At this point, I'm confused as to why Frank gets involved. Why did he save the kid? The kid was just as guilty as the other people in the robbery, save for their attempted murder. What made him different enough to be worth protecting?

1 Answer 1


The earlier conversation between "Pete" (Frank Castle/the Punisher's alias) and Donny established that Donny is working to support his family, in particular his grandmother.

Frank has also experienced workplace bullying at the hands of the other labourers, due to his deliberate antisocial behaviour and an implied disapproval of their workmanship and work ethic.

Frank later overhears the plot to rob the gangsters, and naturally pieces together an overview of the events at the restaurant.

Upon seeing the group about to kill Donny as a cover-up, his first reaction is that Donny is innocent and the group needs to be handled. This being the Punisher, "handling them" is a predictable scene.

Frank/Punisher doesn't have moral qualms about robbing criminal gangs (as seen in later episodes), nor about generally ending their existence (as seen at the start of the episode). Donny's motive is also an honourable one: to care for his family. Frank has a very high regard for the integrity of family. As the loss of his own family and the devastation to his life is his own motive for originally becoming the Punisher, he is likely to sympathise with Donny's position.

Therefore, these actions are entirely within character for Frank/Punisher, and serve to reinforce the nature of his character shown in later, more complex scenes and subplots.

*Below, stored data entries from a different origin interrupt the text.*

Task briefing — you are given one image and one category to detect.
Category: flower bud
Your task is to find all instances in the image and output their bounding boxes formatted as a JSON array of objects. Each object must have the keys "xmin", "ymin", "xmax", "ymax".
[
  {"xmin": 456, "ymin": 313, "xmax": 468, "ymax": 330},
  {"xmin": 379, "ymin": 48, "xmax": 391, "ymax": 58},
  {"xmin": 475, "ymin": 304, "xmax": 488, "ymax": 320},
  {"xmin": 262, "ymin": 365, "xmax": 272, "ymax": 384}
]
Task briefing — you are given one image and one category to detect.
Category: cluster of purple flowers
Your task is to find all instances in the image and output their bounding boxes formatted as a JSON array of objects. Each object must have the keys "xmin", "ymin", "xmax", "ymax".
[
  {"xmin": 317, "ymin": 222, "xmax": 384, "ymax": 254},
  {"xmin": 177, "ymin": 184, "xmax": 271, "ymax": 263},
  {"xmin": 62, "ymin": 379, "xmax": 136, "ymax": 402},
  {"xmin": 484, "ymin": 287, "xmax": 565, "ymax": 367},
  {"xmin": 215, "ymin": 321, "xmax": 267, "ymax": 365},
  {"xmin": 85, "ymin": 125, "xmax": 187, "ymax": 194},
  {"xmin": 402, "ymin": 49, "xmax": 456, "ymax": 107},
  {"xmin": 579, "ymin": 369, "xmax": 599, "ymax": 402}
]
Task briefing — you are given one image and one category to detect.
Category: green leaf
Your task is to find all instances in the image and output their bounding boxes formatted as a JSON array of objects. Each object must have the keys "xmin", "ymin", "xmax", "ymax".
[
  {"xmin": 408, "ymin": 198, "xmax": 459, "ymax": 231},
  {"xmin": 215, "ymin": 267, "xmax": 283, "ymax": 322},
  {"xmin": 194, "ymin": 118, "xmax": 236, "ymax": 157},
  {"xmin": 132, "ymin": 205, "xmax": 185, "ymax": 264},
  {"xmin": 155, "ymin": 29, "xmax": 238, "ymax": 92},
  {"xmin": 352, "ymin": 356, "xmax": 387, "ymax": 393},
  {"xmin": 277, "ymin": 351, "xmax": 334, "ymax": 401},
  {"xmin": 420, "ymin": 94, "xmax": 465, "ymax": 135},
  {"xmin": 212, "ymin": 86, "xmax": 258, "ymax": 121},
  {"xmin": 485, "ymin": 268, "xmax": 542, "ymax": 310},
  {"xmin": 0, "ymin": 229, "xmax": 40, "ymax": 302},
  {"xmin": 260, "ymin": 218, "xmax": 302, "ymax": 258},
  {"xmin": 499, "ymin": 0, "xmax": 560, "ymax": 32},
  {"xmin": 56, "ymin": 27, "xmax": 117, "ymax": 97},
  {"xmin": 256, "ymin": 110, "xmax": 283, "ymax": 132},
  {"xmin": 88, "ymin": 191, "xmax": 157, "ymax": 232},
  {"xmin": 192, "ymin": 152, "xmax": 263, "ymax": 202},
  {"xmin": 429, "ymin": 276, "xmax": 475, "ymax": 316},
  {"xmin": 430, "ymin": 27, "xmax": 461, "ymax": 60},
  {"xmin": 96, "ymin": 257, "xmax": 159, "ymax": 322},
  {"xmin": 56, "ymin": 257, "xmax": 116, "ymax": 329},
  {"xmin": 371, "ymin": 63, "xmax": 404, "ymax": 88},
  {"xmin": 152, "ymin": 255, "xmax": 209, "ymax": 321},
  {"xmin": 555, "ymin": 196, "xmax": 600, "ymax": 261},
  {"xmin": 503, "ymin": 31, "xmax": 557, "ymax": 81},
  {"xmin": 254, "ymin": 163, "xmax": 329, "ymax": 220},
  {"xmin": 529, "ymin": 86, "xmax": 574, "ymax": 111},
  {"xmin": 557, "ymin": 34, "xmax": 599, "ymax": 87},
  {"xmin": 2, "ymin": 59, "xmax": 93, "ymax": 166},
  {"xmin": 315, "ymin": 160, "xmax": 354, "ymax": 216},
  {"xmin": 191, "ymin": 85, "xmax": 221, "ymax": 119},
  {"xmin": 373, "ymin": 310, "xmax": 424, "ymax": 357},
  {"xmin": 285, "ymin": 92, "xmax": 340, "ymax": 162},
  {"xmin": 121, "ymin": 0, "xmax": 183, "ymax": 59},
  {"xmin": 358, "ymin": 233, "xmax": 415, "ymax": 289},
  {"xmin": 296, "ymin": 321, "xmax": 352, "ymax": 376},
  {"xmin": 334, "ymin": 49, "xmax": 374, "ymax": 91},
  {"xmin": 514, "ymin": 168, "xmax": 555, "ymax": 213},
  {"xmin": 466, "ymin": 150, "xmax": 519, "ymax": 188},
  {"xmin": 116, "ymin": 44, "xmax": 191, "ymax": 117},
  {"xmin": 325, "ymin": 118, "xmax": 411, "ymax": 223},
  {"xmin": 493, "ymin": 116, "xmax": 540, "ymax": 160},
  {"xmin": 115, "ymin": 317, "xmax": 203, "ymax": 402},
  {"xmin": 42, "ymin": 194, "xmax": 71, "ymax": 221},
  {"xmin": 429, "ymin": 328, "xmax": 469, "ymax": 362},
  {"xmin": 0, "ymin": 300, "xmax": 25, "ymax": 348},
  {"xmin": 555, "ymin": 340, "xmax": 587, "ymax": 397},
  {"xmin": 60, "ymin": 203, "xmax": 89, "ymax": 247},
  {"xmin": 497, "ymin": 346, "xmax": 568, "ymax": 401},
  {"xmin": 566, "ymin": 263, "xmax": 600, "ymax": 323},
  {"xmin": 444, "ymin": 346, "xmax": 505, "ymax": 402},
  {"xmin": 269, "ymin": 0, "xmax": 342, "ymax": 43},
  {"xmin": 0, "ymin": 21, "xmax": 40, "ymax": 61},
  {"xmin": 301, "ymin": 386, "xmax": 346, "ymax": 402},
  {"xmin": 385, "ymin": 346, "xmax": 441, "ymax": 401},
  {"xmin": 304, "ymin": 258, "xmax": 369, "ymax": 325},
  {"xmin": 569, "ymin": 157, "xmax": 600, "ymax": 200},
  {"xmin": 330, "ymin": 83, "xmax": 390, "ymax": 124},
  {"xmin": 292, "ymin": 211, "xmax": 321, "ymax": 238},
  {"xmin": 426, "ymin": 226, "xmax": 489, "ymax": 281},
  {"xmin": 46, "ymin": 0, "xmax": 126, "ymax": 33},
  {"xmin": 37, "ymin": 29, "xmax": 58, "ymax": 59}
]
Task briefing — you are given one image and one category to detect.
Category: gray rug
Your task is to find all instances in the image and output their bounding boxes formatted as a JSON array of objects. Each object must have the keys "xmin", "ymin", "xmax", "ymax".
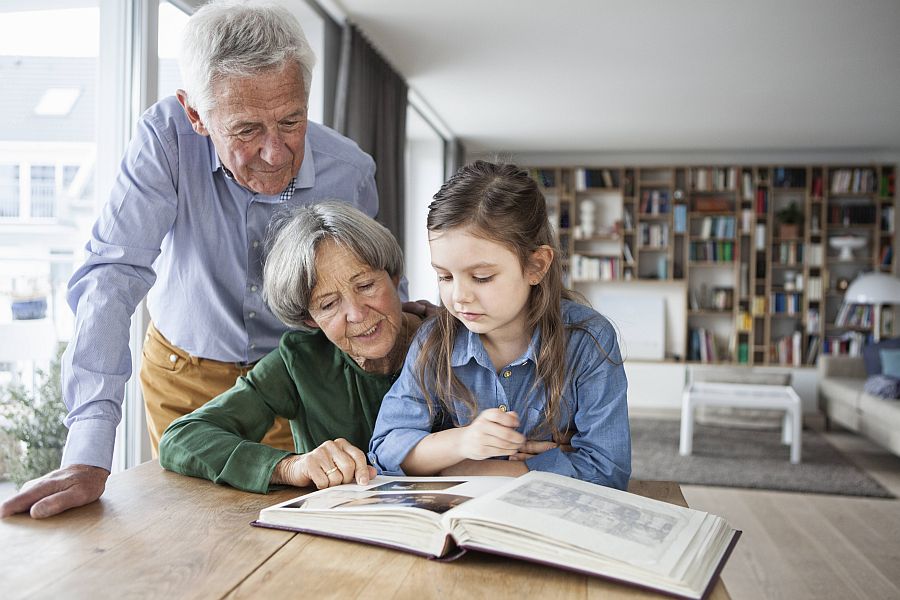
[{"xmin": 630, "ymin": 418, "xmax": 894, "ymax": 498}]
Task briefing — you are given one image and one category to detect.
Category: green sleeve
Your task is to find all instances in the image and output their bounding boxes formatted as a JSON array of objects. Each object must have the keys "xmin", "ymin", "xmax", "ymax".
[{"xmin": 158, "ymin": 348, "xmax": 300, "ymax": 494}]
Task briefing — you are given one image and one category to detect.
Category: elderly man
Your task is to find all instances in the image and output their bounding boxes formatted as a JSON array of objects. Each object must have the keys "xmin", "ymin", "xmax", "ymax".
[{"xmin": 2, "ymin": 1, "xmax": 412, "ymax": 519}]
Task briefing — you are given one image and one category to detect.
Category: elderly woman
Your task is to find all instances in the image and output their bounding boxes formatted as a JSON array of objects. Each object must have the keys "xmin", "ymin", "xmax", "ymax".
[{"xmin": 159, "ymin": 202, "xmax": 421, "ymax": 492}]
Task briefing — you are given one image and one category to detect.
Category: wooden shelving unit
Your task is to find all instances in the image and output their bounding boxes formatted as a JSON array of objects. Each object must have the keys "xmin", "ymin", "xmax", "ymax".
[{"xmin": 528, "ymin": 163, "xmax": 897, "ymax": 367}]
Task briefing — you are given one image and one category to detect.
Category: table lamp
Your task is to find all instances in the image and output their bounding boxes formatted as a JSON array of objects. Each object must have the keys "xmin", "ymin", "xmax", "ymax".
[{"xmin": 844, "ymin": 272, "xmax": 900, "ymax": 341}]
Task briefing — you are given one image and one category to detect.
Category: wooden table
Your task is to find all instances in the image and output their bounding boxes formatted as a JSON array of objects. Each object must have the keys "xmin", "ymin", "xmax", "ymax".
[{"xmin": 0, "ymin": 462, "xmax": 731, "ymax": 599}]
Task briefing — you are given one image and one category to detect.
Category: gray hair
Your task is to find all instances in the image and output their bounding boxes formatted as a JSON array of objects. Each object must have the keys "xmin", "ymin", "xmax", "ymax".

  • I'd also like to add that, Frank doesn't necessarily have an explicitly defined code that he goes by, and so, not killing someone even though they committed a crime isn't out of character for Frank. Because he sympathized with the kid [to some degree], he's willing to give him a second chance (instead of otherwise killing all criminals, no question).
    – Charles
    Dec 4, 2017 at 3:06
  • 4
    You've touched on it, but maybe to put some extra stress on it: Frank doesn't punish the robbers for robbing the mafia, but for the attempted murder on Donny. In this, Donny is clearly the victim and not the perpetrator. Afterwards, all that remains is the conflict between Donny and the mafia, at which point Frank again decides that Donny is (comparatively) innocent compared to the mafia. The Punisher tends to focus his punishment on "the bigger of two evils", mostly those who kill the innocent. Donny is not violent and would not kill, so Frank has no reason to hate him or want him dead.